= Roman Catholic Party of the Netherlands =

Dutch Traditionalist Catholic political party

The Roman Catholic Party Netherlands (Rooms Katholieke Partij Nederland, RKPN) was a Traditionalist Catholic political party in the Netherlands. The RKPN played a marginal role in Dutch politics.

==History==
The RKPN was founded by former members of the Catholic People's Party who were upset with what they saw as the liberal course of their party. In the 1972 general election, the party won one seat, which was taken by party chair Klaas Beuker. In 1974, a conflict between Beuker and the party board caused him to continue as an independent MP. The party unsuccessfully contested the 1977 general election.

==Ideology and issues==
The RKPN was a Traditionalist Catholic testimonial party in contrast to the pragmatic and liberal course of the Catholic People's Party. The party took the Ten Commandments as their main perspective and followed the conservative course of Pope Paul VI.

The RKPN sought to strengthen Catholic schools and youth work.

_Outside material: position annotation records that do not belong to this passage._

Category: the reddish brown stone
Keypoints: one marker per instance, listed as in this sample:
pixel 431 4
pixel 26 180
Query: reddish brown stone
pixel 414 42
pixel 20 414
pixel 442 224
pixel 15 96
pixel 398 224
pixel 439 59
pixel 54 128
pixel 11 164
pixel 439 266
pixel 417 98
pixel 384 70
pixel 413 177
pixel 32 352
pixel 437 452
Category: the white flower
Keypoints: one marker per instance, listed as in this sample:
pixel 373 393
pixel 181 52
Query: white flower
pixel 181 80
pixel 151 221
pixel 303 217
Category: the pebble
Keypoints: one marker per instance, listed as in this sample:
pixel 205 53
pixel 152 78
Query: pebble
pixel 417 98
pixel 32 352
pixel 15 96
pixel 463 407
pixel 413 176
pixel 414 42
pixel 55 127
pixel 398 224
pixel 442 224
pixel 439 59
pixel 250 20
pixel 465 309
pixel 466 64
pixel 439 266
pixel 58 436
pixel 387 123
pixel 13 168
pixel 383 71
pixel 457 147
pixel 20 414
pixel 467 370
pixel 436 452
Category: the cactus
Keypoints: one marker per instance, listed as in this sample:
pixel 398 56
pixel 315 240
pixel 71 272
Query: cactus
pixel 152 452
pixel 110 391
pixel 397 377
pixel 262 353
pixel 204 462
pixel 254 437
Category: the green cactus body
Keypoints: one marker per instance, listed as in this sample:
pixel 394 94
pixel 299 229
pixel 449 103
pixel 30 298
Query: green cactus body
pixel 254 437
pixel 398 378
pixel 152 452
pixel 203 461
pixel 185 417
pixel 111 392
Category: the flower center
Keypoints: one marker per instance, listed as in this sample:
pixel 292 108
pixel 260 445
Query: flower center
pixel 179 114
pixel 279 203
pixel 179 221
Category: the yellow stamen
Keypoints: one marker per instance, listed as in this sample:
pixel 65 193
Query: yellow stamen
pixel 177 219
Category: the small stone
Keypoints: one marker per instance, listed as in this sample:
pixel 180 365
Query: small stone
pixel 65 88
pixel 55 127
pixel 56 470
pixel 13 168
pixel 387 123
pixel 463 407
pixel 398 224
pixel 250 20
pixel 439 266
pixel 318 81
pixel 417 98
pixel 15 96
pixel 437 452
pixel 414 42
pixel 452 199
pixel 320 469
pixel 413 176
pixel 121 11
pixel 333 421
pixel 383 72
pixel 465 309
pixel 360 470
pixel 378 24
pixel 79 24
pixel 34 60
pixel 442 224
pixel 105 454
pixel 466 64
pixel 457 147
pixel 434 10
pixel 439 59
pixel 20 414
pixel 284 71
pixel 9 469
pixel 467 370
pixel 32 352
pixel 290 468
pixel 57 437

It wanted the government to act against euthanasia and abortion.

==Support and leadership==
This table shows the RKPN's results in elections to the House of Representatives and Senate, as well as the party's political leadership: the parliamentary leader and the lead candidate in general elections; these posts are normally taken by the party's leader.

| Year | HoR | S | Lead candidate | Parliamentary leader |
|---|---|---|---|---|
| 1972 | 1 | 0 | Klaas Beuker | Klaas Beuker |
| 1973 | 1 | 0 | no election | Klaas Beuker |
| 1974 | 1 | 0 | no election | Klaas Beuker |
| 1975 | 1 | 0 | no election | Klaas Beuker |
| 1976 | 1 | 0 | no election | Klaas Beuker |

==Electorate==
The party was mainly supported by Catholics who followed more conservative bishops like Adrianus Johannes Simonis.

==International comparison==
Domestically, the RKPN as a testimonial party can best be compared to the orthodox Protestant Reformed Political Party. Internationally, it is comparable to small Traditionalist Catholic parties like the Irish Christian Solidarity Party.